Une évolution refusée par Pascal Décaillet comme le révélait un article du Matin Dimanche du 5 mars dernier mettant en scène l'animateur blessé dans son orgueil, une édition du Poète assassiné d'Appolinaire à la main. Depuis, la crise n'a cessé de s'envenimer: déclarations de dignité offensée dans la presse d'un côté, de l'autre fronde de l'équipe de Forums qui indiquait son refus de reprendre le travail sous les ordres de son chef. La situation semblait sans issue jusqu'à cette démission que toute la RSR attendait pour entreprendre sereinement la mue de Forums.

«Forums va continuer. Nous attendions l'issue de cette crise pour nous concentrer à nouveau sur l'émission. Nous informerons prochainement des changements qui interviendront dans son contenu», se borne à déclarer Gérard Tschopp, qui refuse de commenter plus avant le départ de son journaliste.

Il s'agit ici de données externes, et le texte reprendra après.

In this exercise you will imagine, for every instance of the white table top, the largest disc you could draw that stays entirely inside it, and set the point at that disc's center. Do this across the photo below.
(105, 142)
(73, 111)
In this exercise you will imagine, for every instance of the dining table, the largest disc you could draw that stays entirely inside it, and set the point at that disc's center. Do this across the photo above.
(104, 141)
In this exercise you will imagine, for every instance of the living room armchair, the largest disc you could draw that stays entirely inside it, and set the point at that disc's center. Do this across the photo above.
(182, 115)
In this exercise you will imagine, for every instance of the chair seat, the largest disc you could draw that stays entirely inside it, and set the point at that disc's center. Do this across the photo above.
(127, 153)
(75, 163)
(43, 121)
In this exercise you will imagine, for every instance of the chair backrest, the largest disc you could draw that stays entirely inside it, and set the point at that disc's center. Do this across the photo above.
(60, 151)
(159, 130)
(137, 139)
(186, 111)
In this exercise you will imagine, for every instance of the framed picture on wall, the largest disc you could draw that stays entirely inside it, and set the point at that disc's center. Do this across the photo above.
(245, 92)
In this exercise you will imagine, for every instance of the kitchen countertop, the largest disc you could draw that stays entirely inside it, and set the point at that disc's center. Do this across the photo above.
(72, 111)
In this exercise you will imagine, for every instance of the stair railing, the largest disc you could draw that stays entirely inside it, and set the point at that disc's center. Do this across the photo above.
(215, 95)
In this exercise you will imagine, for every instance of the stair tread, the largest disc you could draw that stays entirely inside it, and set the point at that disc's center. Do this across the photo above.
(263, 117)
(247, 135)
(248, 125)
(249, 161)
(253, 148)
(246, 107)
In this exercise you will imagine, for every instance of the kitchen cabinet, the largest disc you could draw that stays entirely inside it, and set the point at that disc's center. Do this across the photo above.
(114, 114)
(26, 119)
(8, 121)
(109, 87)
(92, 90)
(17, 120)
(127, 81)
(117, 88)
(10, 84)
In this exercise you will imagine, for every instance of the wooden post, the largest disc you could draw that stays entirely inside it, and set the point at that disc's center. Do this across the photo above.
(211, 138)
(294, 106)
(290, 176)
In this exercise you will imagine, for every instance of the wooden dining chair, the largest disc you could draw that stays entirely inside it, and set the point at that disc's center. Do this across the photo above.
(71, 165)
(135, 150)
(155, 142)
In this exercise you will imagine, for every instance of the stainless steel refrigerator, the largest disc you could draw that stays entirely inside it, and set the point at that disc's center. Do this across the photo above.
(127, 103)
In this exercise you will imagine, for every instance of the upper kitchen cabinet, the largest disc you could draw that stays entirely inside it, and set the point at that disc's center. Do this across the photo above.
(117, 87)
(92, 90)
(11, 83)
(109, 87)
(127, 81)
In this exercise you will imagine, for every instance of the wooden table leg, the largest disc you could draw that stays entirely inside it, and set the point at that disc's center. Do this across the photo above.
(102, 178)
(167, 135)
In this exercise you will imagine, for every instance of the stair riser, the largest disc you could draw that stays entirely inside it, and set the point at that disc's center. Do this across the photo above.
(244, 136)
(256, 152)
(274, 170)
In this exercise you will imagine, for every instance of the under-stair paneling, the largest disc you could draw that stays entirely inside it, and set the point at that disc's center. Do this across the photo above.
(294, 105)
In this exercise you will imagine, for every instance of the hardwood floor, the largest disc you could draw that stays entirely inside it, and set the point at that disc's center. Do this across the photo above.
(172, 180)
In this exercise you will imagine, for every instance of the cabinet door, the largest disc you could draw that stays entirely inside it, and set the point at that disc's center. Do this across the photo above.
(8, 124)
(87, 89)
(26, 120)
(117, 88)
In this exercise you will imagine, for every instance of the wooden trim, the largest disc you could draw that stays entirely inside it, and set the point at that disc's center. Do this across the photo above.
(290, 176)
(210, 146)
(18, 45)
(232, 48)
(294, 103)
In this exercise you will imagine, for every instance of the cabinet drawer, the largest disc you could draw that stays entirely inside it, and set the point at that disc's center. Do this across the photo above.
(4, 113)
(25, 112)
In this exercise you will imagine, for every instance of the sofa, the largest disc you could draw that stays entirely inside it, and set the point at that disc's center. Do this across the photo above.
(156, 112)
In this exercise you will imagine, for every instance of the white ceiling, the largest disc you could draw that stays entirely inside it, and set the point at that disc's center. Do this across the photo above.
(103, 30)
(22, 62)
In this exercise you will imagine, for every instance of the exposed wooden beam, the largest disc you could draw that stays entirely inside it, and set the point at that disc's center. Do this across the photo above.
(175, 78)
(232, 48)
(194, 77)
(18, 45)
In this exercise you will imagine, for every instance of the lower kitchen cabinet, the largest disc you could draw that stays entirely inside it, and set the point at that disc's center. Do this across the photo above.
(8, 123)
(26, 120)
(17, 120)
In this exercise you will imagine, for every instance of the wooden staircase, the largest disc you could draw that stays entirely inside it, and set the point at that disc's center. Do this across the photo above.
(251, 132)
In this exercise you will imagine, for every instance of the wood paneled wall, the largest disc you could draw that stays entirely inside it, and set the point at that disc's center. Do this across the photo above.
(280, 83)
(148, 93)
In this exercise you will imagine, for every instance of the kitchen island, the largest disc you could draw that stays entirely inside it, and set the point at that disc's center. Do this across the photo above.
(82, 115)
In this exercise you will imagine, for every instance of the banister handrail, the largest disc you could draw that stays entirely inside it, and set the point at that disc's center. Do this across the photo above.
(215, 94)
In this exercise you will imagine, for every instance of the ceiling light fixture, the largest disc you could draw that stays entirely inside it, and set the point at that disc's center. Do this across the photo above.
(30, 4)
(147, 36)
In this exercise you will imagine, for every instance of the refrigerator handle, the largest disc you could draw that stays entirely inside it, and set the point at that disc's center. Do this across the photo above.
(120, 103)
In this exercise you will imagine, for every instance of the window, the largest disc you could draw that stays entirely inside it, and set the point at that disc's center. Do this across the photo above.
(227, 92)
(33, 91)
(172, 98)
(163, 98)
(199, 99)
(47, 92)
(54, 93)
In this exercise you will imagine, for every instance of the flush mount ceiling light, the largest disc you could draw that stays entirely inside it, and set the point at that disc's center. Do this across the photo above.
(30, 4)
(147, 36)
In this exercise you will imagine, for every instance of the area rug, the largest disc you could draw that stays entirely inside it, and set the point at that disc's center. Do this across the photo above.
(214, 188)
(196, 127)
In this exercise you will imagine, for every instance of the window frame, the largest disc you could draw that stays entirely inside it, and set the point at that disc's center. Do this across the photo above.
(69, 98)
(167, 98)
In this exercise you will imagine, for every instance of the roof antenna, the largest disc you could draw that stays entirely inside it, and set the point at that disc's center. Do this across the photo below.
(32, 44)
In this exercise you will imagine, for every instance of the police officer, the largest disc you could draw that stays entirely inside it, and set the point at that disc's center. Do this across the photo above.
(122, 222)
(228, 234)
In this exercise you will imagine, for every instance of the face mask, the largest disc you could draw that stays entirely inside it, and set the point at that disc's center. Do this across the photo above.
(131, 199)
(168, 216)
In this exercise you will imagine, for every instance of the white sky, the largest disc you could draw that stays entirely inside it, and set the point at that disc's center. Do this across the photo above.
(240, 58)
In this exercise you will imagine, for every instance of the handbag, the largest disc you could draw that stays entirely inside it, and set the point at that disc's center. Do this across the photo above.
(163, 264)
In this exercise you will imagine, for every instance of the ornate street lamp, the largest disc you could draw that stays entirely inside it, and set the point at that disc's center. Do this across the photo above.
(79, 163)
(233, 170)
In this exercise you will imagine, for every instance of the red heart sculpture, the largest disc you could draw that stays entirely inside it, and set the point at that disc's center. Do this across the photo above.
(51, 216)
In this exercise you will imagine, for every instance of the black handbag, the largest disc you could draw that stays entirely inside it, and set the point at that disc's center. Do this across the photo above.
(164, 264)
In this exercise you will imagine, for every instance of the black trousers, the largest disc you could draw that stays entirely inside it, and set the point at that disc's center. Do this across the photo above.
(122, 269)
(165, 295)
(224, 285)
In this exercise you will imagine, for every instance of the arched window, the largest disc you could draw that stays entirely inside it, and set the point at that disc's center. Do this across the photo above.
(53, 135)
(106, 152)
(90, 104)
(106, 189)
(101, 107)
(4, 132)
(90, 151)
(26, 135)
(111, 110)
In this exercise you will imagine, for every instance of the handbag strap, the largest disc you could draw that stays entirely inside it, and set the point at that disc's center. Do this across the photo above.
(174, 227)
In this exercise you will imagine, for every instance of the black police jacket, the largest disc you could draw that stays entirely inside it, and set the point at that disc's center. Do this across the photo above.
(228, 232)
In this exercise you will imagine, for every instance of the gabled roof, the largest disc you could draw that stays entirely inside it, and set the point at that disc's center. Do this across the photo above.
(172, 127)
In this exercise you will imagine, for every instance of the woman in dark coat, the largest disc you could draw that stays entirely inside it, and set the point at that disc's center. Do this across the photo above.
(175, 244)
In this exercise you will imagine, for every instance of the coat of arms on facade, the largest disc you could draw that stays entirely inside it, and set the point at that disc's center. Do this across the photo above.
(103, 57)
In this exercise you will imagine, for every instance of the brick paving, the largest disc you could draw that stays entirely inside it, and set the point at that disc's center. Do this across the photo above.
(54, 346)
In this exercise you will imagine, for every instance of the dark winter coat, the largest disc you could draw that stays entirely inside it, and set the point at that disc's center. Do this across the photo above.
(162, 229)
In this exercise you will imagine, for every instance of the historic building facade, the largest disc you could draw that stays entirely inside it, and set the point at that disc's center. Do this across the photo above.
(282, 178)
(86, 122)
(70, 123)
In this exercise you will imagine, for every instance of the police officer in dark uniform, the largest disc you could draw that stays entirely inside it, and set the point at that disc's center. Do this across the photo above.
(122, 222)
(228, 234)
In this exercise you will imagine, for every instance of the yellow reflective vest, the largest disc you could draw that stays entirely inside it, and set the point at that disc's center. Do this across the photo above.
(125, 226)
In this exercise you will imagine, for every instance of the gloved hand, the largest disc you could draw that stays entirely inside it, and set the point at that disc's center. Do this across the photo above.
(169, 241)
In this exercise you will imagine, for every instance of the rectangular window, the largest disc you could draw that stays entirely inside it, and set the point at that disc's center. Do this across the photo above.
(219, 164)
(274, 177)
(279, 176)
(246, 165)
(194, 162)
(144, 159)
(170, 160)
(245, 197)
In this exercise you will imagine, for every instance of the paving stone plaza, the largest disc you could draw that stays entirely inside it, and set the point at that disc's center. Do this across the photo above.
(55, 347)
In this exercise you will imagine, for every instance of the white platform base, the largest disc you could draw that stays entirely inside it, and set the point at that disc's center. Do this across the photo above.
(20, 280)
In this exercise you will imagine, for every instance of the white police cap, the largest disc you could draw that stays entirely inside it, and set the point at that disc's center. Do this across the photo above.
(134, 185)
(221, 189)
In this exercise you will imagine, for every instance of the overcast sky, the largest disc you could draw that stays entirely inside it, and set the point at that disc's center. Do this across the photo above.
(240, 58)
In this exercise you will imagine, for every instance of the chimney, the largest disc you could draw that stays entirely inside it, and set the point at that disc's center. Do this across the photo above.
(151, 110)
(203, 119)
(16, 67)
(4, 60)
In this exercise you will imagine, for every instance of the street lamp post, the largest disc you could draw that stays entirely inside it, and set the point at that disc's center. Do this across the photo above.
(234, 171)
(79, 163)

De son côté, Pascal Décaillet n'apparaît guère plus loquace. Son départ n'était pas nécessaire d¹un point de vue juridique, mais il a estimé qu'il était devenu la seule solution pour sortir d'une impasse. Son avenir? Il le verrait toujours dans le journalisme politique. Où? Personne ne le sait, même si un de ses anciens collègues évoque la piste de L'Hebdo.

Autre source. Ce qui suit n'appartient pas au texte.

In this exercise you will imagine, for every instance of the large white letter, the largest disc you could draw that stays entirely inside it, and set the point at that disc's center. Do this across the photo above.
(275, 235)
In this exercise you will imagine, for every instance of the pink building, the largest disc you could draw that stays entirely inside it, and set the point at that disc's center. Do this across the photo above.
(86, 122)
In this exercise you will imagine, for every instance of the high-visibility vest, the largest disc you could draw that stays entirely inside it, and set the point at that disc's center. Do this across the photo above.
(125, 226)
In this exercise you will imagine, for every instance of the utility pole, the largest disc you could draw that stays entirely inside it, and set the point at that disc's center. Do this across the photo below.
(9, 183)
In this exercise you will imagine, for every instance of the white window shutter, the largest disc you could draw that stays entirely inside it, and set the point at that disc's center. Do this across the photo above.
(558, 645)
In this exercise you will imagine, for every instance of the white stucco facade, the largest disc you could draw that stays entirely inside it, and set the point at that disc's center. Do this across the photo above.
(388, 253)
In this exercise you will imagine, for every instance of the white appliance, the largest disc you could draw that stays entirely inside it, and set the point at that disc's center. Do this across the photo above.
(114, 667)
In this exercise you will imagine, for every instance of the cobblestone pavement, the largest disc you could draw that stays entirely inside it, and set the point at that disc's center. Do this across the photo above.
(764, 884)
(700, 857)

L'animateur s'en sort, lui, par une phrase sibylline: «Je ne vais pas rester inerte.» Une formule employée par François Mitterrand en 1986, lorsque la première cohabitation lui avait été imposée, alors que de nombreux observateurs avaient osé penser que la nouvelle configuration politique risquait de laminer son pouvoir de décision.